POLİS: ŞARJÖR VE SİLAH AYRIYDI
Aile, emniyetten “Şarjör ve silah ayrıydı”
bilgisini aldı. Bu önemli. Aktarılanlar şöyle: “Silahın Belçika yapımı 14’lü
olduğunu ve şarjör ile ayrı bulunduğunu söylediler.” Fakat hiçbir Belçika
yapımı 14’lü, “Mermi namluya sürülse bile” şarjör olmadan çalışmıyor. 1903’te
üretimine başlanan silahın özelliklerinden biri de bu güvenlik önlemi.
EMNİYET AĞIZ DEĞİŞTİRDİ
Aile, bu önemli detayın anlaşılmasından
sonra, ‘Emniyet ağız değiştirdi’ diyor: “Silah Baretta’ymış dediler.” Ancak
Baretta’nın da bir yere dayandığında çalışıp ateş alması mümkün olmuyor. Yani
şarjörü takılı olmayan 14’lü de bir yere dayanıp ateş edilen Baretta da
işlevsiz.
Kadirova’nın tek mermiyi şarjöre takması da
zor görünüyor. Aile bu konudaki şüphelerini de dile getiriyor: “Özbekistan’da
polis bile silah taşımaz. Genç bir kadının bilgi sahibi olması, tek bir mermiyi
şarjöre yerleştirebilmesi bize çok mantıklı gelmiyor.”

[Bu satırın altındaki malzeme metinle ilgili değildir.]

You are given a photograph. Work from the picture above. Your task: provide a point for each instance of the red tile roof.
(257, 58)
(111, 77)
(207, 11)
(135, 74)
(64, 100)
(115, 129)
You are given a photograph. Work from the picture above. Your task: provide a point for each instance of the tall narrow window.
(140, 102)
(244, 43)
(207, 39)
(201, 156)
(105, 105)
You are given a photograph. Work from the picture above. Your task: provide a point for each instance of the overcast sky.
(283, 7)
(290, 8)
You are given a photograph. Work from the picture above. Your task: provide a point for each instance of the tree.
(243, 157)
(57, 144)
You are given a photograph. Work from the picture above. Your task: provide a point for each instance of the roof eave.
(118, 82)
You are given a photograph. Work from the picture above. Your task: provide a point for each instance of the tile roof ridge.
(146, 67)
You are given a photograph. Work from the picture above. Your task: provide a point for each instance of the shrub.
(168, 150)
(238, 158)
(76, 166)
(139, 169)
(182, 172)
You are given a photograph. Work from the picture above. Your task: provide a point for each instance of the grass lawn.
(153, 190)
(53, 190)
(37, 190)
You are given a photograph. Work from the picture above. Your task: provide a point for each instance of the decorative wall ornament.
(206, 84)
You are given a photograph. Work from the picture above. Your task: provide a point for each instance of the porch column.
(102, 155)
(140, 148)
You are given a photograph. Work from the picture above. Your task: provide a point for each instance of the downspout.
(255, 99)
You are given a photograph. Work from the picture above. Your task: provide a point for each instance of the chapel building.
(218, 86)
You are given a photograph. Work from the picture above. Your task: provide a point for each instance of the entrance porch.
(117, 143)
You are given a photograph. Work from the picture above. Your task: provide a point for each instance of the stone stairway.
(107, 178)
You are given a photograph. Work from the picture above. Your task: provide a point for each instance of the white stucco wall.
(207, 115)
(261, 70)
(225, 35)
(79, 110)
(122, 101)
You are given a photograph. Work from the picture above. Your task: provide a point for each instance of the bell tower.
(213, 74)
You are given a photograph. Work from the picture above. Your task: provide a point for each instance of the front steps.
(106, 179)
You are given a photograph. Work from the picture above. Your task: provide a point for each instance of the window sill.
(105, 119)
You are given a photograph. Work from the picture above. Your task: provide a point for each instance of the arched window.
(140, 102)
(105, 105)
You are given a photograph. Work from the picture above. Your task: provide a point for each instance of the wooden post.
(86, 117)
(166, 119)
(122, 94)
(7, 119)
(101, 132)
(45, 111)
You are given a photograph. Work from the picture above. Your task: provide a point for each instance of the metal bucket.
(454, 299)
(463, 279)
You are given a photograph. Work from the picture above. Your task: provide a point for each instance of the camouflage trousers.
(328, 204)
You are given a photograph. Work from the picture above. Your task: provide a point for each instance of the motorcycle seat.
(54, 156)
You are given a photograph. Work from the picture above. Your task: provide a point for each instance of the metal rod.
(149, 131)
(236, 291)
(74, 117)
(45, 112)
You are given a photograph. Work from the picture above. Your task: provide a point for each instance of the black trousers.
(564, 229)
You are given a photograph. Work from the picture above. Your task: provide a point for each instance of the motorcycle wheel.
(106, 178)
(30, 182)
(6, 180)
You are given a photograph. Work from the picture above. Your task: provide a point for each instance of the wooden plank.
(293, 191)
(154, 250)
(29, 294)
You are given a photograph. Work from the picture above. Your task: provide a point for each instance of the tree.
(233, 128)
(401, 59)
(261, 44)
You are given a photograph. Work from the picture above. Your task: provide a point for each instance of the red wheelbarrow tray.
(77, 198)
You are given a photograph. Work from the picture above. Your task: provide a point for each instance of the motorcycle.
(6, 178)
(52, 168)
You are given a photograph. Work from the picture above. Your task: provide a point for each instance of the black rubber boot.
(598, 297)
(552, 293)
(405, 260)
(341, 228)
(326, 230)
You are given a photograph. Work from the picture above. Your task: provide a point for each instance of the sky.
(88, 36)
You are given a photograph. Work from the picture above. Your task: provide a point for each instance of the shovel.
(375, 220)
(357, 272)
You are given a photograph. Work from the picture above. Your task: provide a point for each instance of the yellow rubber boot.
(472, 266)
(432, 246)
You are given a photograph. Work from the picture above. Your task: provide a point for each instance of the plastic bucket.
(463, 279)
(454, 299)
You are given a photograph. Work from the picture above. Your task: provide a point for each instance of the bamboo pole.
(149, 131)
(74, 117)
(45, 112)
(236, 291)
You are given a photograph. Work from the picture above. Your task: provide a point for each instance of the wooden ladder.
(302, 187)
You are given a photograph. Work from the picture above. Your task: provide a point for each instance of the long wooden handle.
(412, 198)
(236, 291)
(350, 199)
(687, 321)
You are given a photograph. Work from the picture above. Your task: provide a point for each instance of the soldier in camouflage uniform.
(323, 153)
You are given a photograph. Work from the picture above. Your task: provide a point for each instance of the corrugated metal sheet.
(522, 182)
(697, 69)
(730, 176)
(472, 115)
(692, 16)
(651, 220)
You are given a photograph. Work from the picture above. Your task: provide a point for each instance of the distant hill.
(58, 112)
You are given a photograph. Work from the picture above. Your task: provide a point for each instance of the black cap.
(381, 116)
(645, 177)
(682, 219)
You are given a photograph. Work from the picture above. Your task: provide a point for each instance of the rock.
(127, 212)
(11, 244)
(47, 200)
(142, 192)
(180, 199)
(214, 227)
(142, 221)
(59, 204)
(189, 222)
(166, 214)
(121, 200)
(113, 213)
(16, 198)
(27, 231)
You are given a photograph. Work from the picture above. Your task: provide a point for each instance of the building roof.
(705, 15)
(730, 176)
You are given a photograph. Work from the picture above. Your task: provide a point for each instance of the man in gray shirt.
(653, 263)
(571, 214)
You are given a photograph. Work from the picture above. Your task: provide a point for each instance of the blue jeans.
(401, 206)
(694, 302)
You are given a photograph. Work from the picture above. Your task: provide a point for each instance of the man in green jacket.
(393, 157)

Yine aynı çalışanın aileye aktardıkları
arasında şunlar yer alıyor: “Günlerdir ağlıyordu. ‘Konuşursam yer yerinden
oynar, bu evi de kendimi de yakarım’ dedi”. Henüz 23 yaşında yaşama veda eden
Kadirova’nın ölümünden sonra ortaya çıkan önemli detaylar bunlarla da sınırlı
değil.
GÜNLÜĞÜ VE KULAKLIĞI NEREDE?
Konuşmasını “Çalıştığı eve eşyalarını
toplamaya gittik” diye sürdüren ailenin bu konuda da şüpheleri var: “Bizi
odasına sokmadılar. İçinde daha çok defter ve kitap alan 3 koli verdiler.
Nadire günlük tutardı, içtiği çayı simidi bile yazardı. Bütün günlükleri
bulduk. Ancak kolilerin içinden son dönem günlüğü çıkmadı.”
Evin her yerinde kamera var. Kayıtların çıkıp
çıkmayacağı merak konusu. Nadire Kadirova’nın telefonu da aileye teslim
edilmedi. Emniyette olması muhtemel. Yine kulaklığı da aileye verilmedi. Aile
bireyleri, “Bu özel bir kulaklıktı. İngilizce çalıştığı için bunu almıştı. Her
sesi kaydediyordu. Bu bize teslim edilmedi” diyor.
Öte yandan cenazeyi Özbekistan’da teslim alan
diğer aile üyeleri genç kadının ayağında da bir yara olduğunu tespit ettiler.